Società

Elisa Serafini, italiana a Bangkok: «Non ho mai sentito un terremoto così forte. Sto bene, ma la paura è stata tanta»

Merito delle costruzioni antisismiche largamente diffuse sul territorio ma anche di un’organizzazione impeccabile che, seppur nell’emergenza di un evento inatteso, ha permesso alla macchina dei soccorsi e dei controlli di attivarsi in tempo reale.

Per tutta la prima giornata molti palazzi della capitale thailandese sono rimasti inagibili per consentire ai numerosi ingegneri volontari che si sono resi disponibili di controllare se fossero sicuri e «il governo ha lanciato subito una App gratuita che consente alle persone di mandare le foto delle crepe nelle proprie abitazioni per capire se sono pericolose».

Elisa Serafini ha passato la prima notte da un’amica perché «la porta d’ingresso del mio appartamento non si apriva a causa degli spostamenti dei muri dovuti alla scossa».

In queste ore l’ingresso è stato liberato ed è riuscita a fare un sopralluogo. «Il palazzo è stato dichiarato agibile e in teoria potrei rientrare ma non mi sento sicura perché ci sono delle crepe che in caso di scosse d’assestamento forti potrebbero peggiorare. Non so ancora bene come mi muoverò ma sto valutando di stare da un’altra parte, magari in una casa più bassa, per un mese, il periodo in cui solitamente le scosse di assestamento si esauriscono».

Paura a parte, Bangkok seppur lentamente al momento sta tornando alla normalità, con servizi, ristoranti e mezzi di trasporto regolarmente in funzione. Anche i voli sono ripartiti, dopo essersi fermati nella giornata di ieri.

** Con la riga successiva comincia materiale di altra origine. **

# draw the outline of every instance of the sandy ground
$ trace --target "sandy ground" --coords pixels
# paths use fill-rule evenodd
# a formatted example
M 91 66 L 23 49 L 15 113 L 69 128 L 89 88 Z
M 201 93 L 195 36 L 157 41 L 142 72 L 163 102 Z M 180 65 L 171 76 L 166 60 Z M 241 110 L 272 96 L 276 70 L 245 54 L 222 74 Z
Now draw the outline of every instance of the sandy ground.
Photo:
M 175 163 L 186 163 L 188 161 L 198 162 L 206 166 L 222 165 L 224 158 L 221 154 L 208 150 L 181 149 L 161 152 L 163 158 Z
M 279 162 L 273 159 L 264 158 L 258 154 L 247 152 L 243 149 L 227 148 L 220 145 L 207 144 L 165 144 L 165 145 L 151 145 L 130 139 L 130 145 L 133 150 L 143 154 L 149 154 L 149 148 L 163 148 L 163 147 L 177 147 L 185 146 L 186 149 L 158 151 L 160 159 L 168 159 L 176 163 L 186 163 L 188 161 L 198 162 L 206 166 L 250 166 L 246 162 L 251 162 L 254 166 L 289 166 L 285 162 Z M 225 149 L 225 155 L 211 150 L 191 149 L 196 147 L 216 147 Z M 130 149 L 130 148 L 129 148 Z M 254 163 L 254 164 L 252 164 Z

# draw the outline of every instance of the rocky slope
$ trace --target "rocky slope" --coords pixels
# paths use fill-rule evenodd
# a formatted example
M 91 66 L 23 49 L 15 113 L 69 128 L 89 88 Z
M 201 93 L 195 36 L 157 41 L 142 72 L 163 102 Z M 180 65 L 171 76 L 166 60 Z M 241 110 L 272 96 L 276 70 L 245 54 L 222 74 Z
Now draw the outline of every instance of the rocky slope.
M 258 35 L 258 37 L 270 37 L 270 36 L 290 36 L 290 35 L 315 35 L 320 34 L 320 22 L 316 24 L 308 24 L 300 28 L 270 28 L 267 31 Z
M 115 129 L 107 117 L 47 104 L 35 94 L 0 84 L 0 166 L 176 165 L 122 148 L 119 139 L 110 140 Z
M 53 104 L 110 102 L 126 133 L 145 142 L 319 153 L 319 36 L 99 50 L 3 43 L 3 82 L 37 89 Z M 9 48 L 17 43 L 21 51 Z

«I thailandesi sono molto preoccupati perché i terremoti qui non sono usuali ma allo stesso tempo grazie al loro approccio buddista del “qui e ora” sanno che ci sono delle forze che non si possono controllare. Non credono in un Dio, quindi non pregano nessuno ma considerano la natura per quella che è e accettano queste circostanze», spiega Elisa Serafini che ci tiene a tranquillizzate tutti ma, al contempo, invita a non chiudere gli occhi sul Myanmar, il paese più colpito. L’epicentro della scossa è stato individuato a 16 km a Nord-Ovest della capitale Saigang, i morti sono attualmente più di mille e i dispersi ancora incalcolabili.

«C’è la guerra civile e anche gli interventi post sisma sono molto difficili. È un conflitto che purtroppo a livello mediatico non ha molta copertura ma è sanguinoso e le persone già molto piegate dalla dittatura alla quale sono sottoposte non si meritavano tutto questo».